No Futures Needed: Ninth Circuit Expands CFTC Power Over Leveraged Spot Metals
Court Hands CFTC Fresh Power Over Spot Metals
The Ninth Circuit just reversed a district court and ruled that the CFTC can pursue fraud claims against Monex even when no futures contracts change hands. The decision widens the regulator’s reach into leveraged retail metals trading and signals that any platform promising customer gains while holding customer funds can face federal oversight.
The case began when the CFTC accused Monex of running a deceptive “Atlas” program that let retail customers buy physical metals on margin yet never take delivery. Customers posted as little as 25 percent equity, Monex kept the metal in its vault, and daily mark-to-market swings could trigger forced liquidations. The agency said Monex misled buyers about risk and profit potential. A lower court dismissed the suit, holding that actual futures contracts were required before the CFTC could act.
Writing for a unanimous panel, the appeals court found that the Commodity Exchange Act’s antifraud provision covers any “contract of sale of a commodity for future delivery” made off-exchange, even if the instrument is labeled a leveraged spot purchase. Judges said the economic reality—daily margin calls, price exposure without possession—matched futures trading closely enough to trigger CFTC jurisdiction. The court reinstated the lawsuit and sent it back for trial.

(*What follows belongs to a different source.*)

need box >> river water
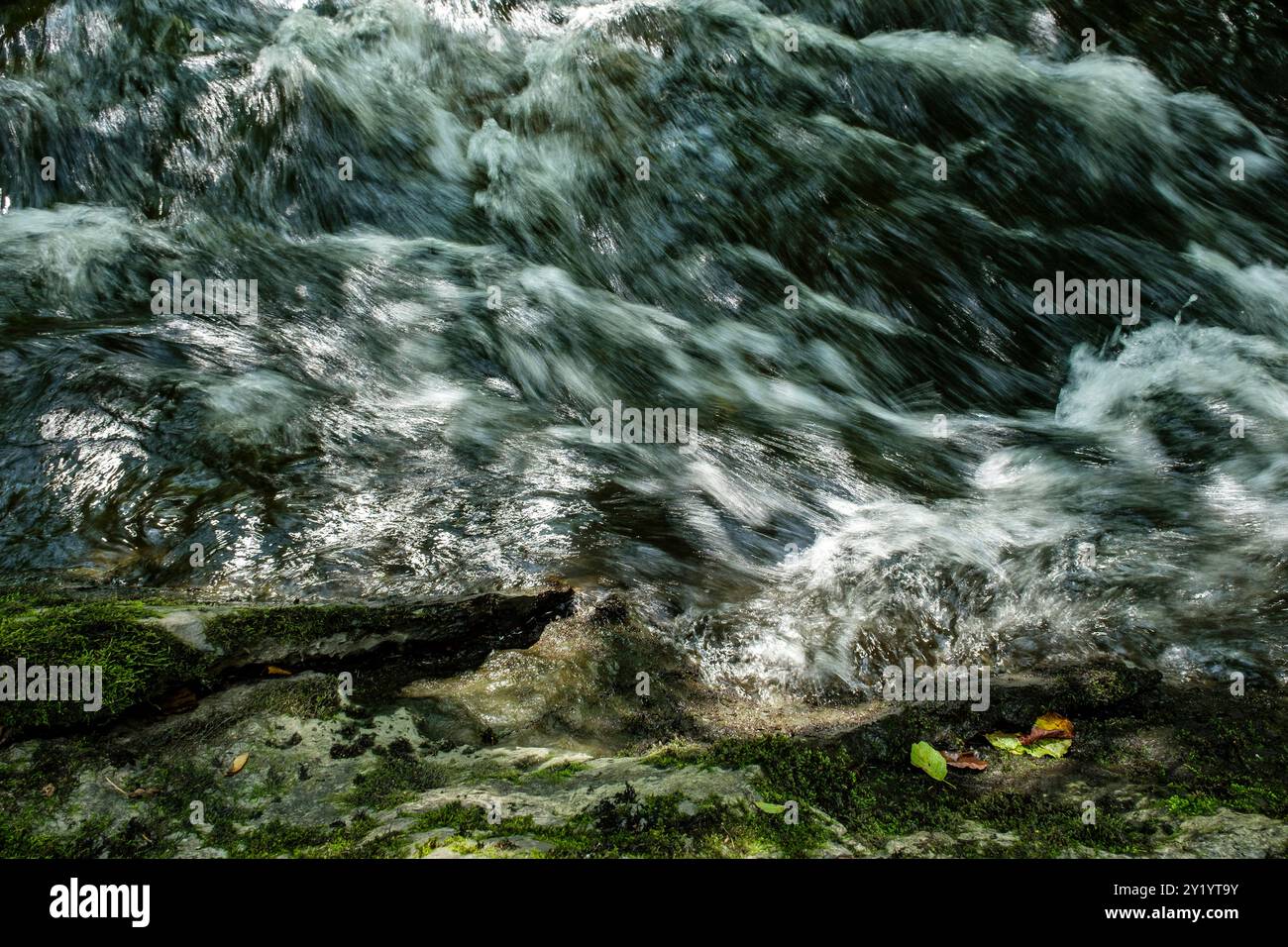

In plain terms, the decision tells metals dealers and crypto exchanges that if they offer leveraged exposure and keep custody, they step into CFTC territory. The ruling does not declare every spot transaction a future, but it lowers the bar for proving fraud when leverage and rehypothecation are present.
For crypto markets the message is direct. Platforms that let users trade tokens with borrowed funds, maintain pooled wallets, and promise upside face the same legal test. Stablecoins used as margin could now draw scrutiny as part of a “commodity” transaction. Expect tighter compliance budgets at offshore and onshore exchanges, louder calls for clear DeFi rules, and possible flight of leveraged products into fully decentralized protocols that avoid any intermediary.
Investors should watch whether Monex settles or fights on; either path will shape how much leverage U.S.-facing platforms dare to offer next year.